Au Royaume-Uni, les victimes du sang contaminé enfin reconnues, quarante ans après les premières alertes

Des proches de victimes du sang contaminé manifestent à Westminster, à Londres, le 19 mai 2024

Ce lundi 20 mai était un jour historique au Royaume-Uni : plus de quarante ans après que les premières contaminations ont été identifiées et les premiers soupçons émis, les plus de 30 000 victimes du scandale britannique du sang contaminé ont enfin obtenu la reconnaissance qu’elles réclament depuis des années. Le rapport final sur l’enquête publique, lancée en 2017, a été publié et les responsables nommés : « Ce désastre n’était pas un accident, ces infections ont eu lieu parce que ceux qui détenaient l’autorité – les médecins, les autorités du sang et les gouvernements successifs –, n’ont pas fait de la sécurité des patients leur priorité », a insisté le président de l’enquête, le juge à la retraite, Sir Brian Langstaff.

Pourquoi plus de 3 000 personnes sont-elles mortes des conséquences d’une exposition « évitable », selon le magistrat, aux virus du VIH et de l’hépatite C ? Pourquoi des milliers d’autres personnes contaminées, hémophiles ou ayant subi une transfusion en raison d’un accident, vivent-elles avec des souffrances considérables (cancers du foie, cirrhoses, déficiences immunitaires), sans que la justice n’ait encore été rendue, alors qu’en France, au Canada ou au Japon, où ont eu lieu des scandales similaires liés à des lots de sangs contaminés au VIH et à l’hépatite C, des responsables ont été désignés et souvent sanctionnés, depuis au moins vingt ans ?

C’est à ces questions que Sir Langstaff a tenté de répondre ce lundi, depuis Central Hall Westminster, une église méthodiste au cœur de Londres.
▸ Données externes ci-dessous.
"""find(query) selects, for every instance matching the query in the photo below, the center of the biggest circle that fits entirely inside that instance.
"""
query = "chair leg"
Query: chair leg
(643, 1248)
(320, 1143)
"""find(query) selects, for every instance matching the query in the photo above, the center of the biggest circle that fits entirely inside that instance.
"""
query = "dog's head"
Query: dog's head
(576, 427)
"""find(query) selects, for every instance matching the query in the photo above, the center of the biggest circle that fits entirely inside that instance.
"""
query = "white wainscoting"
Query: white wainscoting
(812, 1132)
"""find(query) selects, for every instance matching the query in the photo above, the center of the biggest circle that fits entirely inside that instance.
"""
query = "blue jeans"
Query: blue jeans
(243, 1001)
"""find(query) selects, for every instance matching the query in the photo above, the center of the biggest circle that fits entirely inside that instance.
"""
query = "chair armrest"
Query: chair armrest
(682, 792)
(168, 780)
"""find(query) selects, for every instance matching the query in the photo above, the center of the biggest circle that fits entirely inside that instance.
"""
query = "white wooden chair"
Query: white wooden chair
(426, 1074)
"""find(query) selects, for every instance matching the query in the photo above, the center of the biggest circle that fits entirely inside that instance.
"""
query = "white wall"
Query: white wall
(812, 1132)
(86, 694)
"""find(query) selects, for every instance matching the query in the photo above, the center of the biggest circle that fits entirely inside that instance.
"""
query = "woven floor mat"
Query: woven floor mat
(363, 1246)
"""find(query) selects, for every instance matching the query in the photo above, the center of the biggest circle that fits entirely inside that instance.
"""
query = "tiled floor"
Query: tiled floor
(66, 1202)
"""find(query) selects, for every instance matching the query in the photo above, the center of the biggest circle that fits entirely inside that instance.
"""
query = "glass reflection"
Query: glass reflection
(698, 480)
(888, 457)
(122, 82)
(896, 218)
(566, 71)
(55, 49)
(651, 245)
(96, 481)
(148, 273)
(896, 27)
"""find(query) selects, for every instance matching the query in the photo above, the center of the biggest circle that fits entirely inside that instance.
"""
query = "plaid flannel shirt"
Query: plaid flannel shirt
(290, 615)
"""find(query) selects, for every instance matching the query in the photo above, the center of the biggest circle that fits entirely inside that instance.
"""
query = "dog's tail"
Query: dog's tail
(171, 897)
Dans l’énorme nef, face à des milliers de victimes et leurs proches très émus, le magistrat a pointé les affirmations « fausses » des gouvernements et autorités médicales (notamment le NHS, le service national de la santé), qui ont balayé inlassablement les inquiétudes et plaintes des patients, répétant qu’ils avaient reçu « les meilleurs traitements possibles » et que les tests sur les dons de sangs et produits dérivés du sang avaient été réalisés « le plus tôt possible ».

Des militants de la lutte contre le sang contaminé lors d’un rassemblement à Londres, le 19 mai 2024.

Des faits très graves

Lenteurs, négligences, déni… La liste des faits reprochés par le magistrat est longue et extrêmement grave. Son rapport dénonce, outre « l’usage répété par les gouvernements d’arguments inexacts et trompeurs » pour justifier leur refus d’ouvrir une enquête publique, la destruction « délibérée » de certains documents et la « perte de nombreux autres », rendant « la découverte de la vérité plus difficile » ou encore le refus « pendant des décennies » de verser des indemnités aux victimes.